DARPA developing hypersonic spaceplanes to launch satellites

Credit: DARPA

DARPA has just announced its latest ambition, and this one's a doozy. Jumping into the low-cost orbital vehicle arena, DARPA plans to develop a hypersonic space plane capable of reaching orbit at a cost that is less than one tenth of current orbit-capable vehicles. Oh, and they'd like the spaceplane to be a robot, too.

The idea is still in its concept phase, but that hasn't stopped DARPA from giving it a sweet designation and a list of awesome theoretical capabilities. Welcome to the dawn of the Experimental Spaceplane (XS-1) program. The XS-1 is slated to be fully reusable and to be capable of spur-of-the-moment jaunts into low orbit. There, it will be capable of launching small to medium-sized satellites all by its robotic self.

This isn't the first time that DARPA has opened the door for a reusable space plane. In 1999 NASA unveiled the X-34, which was cancelled due to high costs in 2001. Then there was the X-37B, a robotic space plane capable staying in orbit for months (or years) at a time. Neither of these projects, however, was capable of daily missions to orbit or such low projected mission costs.

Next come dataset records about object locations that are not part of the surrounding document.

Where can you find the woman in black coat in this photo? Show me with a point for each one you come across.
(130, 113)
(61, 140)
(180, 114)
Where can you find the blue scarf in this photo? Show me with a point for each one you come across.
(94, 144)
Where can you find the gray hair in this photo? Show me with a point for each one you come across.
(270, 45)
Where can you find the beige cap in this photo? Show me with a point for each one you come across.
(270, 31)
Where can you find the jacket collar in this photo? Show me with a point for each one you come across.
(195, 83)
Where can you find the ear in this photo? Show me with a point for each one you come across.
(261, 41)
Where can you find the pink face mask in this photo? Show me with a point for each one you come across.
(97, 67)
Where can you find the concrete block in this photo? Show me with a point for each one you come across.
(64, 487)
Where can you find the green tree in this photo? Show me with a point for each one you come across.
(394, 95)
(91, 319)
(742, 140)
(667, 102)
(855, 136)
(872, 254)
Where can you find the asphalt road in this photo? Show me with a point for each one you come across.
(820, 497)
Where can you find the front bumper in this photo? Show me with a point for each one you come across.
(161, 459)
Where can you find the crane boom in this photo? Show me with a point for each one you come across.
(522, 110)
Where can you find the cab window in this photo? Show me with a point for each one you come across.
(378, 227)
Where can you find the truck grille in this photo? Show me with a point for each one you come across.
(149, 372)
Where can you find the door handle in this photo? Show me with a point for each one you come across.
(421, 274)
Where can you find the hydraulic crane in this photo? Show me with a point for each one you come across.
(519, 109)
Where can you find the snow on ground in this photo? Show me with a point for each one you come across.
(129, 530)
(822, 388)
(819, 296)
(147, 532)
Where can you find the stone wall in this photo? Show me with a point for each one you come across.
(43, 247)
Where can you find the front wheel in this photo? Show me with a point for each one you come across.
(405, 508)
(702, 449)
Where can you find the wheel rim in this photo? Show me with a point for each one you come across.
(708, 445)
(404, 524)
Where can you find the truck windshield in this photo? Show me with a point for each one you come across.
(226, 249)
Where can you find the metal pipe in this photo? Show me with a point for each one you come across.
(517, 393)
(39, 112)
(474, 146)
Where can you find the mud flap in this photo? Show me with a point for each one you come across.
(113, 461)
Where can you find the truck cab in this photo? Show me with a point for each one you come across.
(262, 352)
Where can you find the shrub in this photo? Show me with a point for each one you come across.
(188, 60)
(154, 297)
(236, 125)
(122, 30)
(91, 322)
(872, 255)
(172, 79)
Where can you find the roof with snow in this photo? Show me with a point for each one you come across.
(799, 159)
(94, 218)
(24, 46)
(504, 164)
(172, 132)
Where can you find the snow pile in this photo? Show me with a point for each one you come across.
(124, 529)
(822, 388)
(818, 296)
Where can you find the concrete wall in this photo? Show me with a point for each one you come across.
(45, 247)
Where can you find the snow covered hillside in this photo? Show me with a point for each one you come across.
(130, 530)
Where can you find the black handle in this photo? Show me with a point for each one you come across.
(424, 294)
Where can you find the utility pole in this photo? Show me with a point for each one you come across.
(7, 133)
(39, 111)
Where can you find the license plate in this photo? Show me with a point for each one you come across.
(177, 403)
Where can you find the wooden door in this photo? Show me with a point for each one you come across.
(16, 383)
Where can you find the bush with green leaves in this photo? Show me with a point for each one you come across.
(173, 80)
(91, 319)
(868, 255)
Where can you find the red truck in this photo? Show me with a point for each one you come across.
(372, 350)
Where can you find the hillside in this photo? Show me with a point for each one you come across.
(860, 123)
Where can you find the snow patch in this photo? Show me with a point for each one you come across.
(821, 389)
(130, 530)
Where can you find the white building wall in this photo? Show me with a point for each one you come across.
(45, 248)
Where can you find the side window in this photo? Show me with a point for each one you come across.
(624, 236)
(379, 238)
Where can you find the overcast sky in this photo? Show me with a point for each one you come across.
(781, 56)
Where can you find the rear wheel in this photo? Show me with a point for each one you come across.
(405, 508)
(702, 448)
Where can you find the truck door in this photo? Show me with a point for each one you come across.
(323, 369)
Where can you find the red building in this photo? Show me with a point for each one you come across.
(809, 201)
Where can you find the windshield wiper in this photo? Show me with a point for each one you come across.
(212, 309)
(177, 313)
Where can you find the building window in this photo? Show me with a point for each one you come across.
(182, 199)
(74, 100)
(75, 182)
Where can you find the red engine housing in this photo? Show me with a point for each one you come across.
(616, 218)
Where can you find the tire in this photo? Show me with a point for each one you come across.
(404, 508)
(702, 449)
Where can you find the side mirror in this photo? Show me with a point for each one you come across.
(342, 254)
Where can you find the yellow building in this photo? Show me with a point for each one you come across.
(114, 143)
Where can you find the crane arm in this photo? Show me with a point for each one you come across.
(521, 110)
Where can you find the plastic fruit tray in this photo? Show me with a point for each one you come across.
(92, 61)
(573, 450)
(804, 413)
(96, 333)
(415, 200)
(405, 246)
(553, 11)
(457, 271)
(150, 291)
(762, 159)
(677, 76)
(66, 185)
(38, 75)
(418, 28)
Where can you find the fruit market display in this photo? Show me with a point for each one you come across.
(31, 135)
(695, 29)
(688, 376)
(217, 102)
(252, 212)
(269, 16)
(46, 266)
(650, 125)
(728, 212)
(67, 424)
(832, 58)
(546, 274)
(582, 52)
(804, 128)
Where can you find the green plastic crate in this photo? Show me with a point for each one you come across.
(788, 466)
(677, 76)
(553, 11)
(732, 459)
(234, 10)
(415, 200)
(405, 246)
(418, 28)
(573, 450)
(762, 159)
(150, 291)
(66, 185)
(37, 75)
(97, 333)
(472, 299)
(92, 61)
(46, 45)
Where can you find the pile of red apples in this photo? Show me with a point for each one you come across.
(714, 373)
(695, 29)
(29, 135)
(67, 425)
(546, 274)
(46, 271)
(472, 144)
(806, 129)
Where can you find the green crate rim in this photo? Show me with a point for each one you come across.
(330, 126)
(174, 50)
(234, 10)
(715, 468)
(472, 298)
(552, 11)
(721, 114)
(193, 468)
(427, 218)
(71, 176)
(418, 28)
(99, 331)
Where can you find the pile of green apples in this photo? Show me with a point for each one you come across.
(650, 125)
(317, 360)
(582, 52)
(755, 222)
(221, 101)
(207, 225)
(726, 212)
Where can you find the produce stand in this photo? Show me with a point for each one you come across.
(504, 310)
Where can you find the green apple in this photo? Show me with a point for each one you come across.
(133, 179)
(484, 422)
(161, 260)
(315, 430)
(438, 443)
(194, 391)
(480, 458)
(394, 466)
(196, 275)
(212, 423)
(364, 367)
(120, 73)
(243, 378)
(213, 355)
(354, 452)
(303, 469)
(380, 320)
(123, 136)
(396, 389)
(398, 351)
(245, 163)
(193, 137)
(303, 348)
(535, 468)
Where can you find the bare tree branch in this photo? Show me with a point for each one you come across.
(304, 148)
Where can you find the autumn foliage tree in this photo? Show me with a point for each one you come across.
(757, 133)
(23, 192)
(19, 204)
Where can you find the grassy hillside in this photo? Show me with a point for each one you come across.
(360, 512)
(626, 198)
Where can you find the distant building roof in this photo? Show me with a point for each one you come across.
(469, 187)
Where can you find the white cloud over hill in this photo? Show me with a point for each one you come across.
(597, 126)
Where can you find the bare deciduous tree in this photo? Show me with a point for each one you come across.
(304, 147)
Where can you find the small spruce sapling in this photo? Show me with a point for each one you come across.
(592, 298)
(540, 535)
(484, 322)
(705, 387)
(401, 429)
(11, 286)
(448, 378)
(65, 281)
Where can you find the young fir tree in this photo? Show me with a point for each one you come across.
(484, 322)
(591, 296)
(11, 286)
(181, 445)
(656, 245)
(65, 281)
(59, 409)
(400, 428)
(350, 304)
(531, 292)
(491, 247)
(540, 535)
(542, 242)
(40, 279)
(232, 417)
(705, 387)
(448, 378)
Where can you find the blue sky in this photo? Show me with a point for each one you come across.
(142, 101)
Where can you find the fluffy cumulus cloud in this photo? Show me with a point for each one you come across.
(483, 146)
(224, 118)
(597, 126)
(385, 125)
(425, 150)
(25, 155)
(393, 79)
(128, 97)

Exactly what the final version of the XS-1 will look like is still up to debate. In the words of project manager Jess Sponable:

"How it's configured, how it gets up and how it gets back are pretty much all on the table — we're looking for the most creative yet practical solutions possible."

We'll keep an eye on the development of the XS-1. An advancement of this magnitude would advance not only our satellite launch capabilities, but would constitute a leap forward in hypersonic flight as well.